Catégorie : Médias Web, France  |  le 06 Décembre 2016 par Guillaume de Morant

Il fallait bien Stéphane Bern, avec sa voix enjouée et son humour pour présenter la nouvelle offre "révolutionnaire" du portail Filae. L'ex-généalogie.com vient de lancer, mine de rien, une petite révolution dans le monde feutré de la généalogie. Ce lundi 5 décembre 2016, le portail a brusquement changé d'échelle. Il est passé de 10% à quasiment 100% de l'état civil français du XIXe siècle, interrogeable en ligne dans tous les départements métropolitains, à l'exclusion du Gard, du Gers, du Jura et des Hautes-Pyrénées.

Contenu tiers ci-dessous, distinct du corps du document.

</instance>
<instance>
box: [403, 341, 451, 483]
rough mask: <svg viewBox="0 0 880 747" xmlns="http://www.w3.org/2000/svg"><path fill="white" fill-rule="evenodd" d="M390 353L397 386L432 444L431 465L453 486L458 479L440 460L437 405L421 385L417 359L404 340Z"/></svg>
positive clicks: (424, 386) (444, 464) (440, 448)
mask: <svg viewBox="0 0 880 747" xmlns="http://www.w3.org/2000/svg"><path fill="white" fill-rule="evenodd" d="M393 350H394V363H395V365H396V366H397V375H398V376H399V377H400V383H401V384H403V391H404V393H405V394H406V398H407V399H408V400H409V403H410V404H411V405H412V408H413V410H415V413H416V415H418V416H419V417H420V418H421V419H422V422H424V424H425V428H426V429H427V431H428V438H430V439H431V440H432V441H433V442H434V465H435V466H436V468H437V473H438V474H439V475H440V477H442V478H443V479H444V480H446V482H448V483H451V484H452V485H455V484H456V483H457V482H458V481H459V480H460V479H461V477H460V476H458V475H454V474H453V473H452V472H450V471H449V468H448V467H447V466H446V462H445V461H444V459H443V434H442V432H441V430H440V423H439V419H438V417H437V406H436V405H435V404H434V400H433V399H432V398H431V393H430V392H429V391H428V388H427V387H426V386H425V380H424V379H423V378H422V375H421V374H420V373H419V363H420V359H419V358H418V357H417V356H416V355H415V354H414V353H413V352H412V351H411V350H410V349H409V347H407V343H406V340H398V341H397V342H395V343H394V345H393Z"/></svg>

L'ensemble représente plus de 100 millions de pages d’état-civil contenant 200 millions d’actes. Sont indexés les actes de naissances de plus de 120 ans révolus, les actes de mariages de plus de 104 ans révolus et les actes de décès de plus de 75 ans révolus. Selon les recommandations de la CNIL, les mentions marginales ont été masquées de façon systématique sur tous les actes.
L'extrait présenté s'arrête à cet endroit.